Published on May 10th, 2013 | by Adrian Stevenson0
Helping Institutions Towards APIs
(Image: Wanted immediately for the Royal Navy, © Museum of London)
In this post, I’d like to go into some technical detail regarding point five in our strategy — helping institutions to set up their own APIs. I’ll talk about how we’ve set up our Solr, and document the configuration files we’ve used so that any of the institutions we have helped can recreate our work.

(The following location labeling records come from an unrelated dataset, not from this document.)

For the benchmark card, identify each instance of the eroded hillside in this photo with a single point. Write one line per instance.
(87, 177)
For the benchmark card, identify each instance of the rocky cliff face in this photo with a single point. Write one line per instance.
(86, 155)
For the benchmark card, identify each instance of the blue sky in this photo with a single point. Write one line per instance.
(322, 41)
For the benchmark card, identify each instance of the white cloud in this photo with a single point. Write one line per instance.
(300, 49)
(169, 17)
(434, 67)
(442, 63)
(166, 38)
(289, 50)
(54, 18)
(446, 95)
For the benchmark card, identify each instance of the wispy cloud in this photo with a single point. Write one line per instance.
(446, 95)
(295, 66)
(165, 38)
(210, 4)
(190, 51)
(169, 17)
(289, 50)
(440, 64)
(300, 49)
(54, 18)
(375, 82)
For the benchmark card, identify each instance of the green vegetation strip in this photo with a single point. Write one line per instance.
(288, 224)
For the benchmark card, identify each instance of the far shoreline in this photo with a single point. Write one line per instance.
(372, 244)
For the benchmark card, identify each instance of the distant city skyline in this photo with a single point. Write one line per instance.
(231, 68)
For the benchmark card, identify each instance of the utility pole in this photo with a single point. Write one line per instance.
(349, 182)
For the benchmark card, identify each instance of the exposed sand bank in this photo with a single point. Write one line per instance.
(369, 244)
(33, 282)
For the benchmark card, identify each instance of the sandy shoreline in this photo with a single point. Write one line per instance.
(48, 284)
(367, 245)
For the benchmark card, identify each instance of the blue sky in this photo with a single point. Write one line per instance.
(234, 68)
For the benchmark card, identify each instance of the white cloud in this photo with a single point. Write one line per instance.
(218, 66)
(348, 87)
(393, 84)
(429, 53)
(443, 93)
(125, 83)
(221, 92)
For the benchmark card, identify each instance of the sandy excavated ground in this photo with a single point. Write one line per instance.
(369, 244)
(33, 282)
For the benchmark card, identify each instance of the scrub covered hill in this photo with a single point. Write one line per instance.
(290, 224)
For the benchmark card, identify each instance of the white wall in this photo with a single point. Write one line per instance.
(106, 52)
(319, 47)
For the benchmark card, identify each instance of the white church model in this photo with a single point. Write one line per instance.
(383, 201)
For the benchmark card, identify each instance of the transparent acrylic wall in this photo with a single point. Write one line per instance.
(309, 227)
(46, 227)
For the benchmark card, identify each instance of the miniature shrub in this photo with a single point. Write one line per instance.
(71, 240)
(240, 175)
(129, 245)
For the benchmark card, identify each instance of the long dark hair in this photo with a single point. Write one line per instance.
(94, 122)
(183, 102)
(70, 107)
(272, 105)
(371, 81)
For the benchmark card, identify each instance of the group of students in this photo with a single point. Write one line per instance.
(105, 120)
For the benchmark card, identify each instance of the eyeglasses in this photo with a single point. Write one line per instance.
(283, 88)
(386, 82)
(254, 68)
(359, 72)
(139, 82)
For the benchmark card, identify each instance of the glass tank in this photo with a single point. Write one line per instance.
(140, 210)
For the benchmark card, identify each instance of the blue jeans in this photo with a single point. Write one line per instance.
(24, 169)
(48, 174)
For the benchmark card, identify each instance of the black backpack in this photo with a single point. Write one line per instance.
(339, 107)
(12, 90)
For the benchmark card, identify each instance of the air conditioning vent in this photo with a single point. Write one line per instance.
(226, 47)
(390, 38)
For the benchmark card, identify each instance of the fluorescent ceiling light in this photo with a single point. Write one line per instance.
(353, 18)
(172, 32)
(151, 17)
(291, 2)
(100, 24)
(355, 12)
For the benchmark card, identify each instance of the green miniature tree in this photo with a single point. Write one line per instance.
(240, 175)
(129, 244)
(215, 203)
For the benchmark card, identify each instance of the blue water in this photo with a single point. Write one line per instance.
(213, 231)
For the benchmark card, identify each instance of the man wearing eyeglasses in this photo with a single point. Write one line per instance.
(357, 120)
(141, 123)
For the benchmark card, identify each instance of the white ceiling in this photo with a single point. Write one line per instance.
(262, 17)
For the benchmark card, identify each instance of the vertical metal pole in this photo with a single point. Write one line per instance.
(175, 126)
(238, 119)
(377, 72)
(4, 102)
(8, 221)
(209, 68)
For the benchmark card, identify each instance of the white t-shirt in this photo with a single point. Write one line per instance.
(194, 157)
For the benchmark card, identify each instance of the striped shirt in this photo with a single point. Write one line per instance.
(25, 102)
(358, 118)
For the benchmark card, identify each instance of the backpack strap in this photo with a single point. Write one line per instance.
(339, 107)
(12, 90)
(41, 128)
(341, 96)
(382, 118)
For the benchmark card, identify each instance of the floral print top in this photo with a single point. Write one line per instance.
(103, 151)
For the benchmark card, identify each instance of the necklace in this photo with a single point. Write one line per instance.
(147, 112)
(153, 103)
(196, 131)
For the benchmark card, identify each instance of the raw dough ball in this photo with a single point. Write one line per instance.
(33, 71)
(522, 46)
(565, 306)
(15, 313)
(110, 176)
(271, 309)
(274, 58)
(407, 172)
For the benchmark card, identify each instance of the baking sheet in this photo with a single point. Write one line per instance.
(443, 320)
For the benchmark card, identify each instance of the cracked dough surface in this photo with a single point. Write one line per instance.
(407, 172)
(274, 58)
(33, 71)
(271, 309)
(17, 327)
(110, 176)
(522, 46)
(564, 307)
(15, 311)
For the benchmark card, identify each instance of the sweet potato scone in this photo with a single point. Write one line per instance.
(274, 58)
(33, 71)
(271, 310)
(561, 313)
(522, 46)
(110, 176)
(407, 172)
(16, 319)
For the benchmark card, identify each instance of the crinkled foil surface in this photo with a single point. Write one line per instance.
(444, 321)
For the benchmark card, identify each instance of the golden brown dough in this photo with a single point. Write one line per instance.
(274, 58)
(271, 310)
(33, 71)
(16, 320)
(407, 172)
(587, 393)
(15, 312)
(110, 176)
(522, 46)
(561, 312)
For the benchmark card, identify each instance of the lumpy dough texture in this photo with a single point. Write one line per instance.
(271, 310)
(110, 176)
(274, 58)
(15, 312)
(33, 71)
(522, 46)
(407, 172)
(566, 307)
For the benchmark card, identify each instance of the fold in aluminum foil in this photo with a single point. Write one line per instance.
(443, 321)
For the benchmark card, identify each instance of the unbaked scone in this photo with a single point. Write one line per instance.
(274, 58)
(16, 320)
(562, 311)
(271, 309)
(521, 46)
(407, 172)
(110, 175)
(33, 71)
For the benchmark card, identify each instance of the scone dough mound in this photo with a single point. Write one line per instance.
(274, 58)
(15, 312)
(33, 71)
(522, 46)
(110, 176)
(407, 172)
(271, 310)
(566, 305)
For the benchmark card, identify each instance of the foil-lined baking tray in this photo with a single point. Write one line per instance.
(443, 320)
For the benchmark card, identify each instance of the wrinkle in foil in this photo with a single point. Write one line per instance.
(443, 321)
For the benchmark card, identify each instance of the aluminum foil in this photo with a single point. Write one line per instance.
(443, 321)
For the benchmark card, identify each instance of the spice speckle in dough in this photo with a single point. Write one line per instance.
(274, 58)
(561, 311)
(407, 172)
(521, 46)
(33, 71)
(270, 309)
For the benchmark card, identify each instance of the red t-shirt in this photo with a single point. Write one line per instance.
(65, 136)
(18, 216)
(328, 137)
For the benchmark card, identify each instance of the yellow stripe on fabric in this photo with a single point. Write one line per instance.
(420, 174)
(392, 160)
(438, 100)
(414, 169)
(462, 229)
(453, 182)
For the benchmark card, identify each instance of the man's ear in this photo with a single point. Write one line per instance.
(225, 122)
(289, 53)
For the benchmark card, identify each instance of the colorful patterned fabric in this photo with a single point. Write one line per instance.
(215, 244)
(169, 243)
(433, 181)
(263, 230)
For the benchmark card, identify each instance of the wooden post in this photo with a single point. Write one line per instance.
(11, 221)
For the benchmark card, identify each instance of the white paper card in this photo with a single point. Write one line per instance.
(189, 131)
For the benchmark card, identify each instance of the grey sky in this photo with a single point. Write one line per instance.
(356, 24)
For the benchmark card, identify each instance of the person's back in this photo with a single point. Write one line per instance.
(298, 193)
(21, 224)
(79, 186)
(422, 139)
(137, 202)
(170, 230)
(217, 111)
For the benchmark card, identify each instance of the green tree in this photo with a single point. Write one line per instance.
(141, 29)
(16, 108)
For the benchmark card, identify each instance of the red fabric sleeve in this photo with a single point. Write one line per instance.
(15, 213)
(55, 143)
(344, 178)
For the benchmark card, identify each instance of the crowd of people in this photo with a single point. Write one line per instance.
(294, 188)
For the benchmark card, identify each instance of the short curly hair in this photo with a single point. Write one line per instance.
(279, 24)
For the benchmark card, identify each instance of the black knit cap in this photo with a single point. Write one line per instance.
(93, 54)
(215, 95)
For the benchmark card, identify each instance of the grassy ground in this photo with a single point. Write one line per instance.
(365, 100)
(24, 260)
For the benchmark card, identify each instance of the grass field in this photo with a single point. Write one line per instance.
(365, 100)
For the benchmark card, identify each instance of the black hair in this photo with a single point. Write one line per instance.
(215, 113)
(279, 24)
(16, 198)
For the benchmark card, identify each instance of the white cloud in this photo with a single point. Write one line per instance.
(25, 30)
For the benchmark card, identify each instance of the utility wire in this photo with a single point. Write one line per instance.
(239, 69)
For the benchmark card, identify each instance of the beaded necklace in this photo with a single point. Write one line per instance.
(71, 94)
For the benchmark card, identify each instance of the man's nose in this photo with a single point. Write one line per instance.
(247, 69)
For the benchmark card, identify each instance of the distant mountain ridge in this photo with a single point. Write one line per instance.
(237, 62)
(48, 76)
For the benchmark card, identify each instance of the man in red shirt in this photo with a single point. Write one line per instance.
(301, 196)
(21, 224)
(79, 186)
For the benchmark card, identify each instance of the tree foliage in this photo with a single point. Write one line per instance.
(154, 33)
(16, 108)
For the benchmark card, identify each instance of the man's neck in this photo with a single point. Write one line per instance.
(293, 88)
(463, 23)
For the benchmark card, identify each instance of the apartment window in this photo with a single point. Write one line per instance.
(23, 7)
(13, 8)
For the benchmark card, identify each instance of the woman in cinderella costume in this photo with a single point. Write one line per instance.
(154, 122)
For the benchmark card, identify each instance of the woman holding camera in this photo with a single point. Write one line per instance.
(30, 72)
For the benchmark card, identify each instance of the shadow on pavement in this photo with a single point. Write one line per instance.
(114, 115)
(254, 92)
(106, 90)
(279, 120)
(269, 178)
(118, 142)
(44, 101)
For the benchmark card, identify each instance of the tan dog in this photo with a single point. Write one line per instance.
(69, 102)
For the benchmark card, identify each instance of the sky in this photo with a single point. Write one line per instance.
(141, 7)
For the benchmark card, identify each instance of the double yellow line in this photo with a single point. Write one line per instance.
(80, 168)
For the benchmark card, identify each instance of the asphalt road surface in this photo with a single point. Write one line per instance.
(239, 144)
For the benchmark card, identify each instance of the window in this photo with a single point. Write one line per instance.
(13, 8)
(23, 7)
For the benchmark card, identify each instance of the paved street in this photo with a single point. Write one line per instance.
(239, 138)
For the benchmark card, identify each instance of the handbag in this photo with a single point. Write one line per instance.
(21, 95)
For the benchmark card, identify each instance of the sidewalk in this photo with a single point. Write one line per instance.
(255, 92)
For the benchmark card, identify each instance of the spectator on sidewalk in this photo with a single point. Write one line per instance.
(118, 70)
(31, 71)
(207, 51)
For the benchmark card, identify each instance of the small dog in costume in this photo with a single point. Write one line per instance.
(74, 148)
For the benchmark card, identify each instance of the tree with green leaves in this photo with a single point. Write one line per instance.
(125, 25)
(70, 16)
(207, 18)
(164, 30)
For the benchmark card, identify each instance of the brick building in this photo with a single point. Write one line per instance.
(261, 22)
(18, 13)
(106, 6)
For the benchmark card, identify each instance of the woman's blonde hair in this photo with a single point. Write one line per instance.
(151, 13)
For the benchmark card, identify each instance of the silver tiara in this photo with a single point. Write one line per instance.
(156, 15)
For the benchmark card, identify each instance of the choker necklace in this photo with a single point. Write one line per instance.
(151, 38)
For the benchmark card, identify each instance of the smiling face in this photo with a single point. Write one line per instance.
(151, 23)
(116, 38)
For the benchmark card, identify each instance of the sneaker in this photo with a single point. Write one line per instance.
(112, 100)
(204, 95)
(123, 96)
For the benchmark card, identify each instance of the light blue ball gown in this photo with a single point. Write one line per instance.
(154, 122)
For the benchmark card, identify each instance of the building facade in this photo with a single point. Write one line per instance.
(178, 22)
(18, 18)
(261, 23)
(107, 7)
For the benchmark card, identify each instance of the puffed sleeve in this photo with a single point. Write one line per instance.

Solr Single Core and The Solr Schema File
We were running Tomcat already on our servers, so we set up our Solr to run out of that rather than setting up some other Java servlet container product. Our server is running Ubuntu 12.04.2 and we installed Solr the easy way (using apt) which installed v1.2 . A quick restart of both apache and tomcat, and Solr was ready to go, just waiting for configuration and data. Most of the steps from this point onwards were taken with support from the Solr wiki.
The first step in setting up Solr is the schema file, which is under
/usr/share/solr/conf on Ubuntu. The main purpose of this file is to tell Solr about the structure of the data which you will be loading into it. Both the Ubuntu install and the OSX install I used for testing came with a sample schema file from the Solr tutorial, and it is fairly straightforward to use this file as a template and just change sections for your data.
The first half of the file sets up the internal Solr data
<types> you want to have available on your server, and so for the relatively simple datasets we were loading in there wasn’t any need to alter that section. Skipping to the
<fields> section, we started off testing data from the Welsh Voices of the Great War project, and you can take a look at our example v1.2 schema files. The main data types in use for welsh voices data were strings (for short text fields), text (for paragraphs of text — note in Solr v1.4 this has become text_general), and ints.
After the main fields section, the file contains some extra fields which offer more functionality. In particular, there is a catchall text field which solr uses to combine all the text fields in a record and to perform default searching (if the user doesn’t specify a particular field to search on). It is not necessary to do anything to these fields here, as there is one further configuration section lower down the file which sets them up. after the regular fields, you will see dynamicFields which again do not need altering in our simple use case, and then after the
<fields> section, you will see the
defaultOperator configuration entries, followed by
copyfield entries. The
copyfield entries allow you to specify which of your metadata fields it makes sense for default queries to search, and populate the catchall field mentioned above.
A lot of the testing I had done was with v1.4 on OSX and so when I tried to copy the solr schema I had worked out in testing up to our production server I got the relatively unhelpful Solr core dump page, so be warned, as a product Solr changes between releases and the schema files are not necessarily backwards compatible!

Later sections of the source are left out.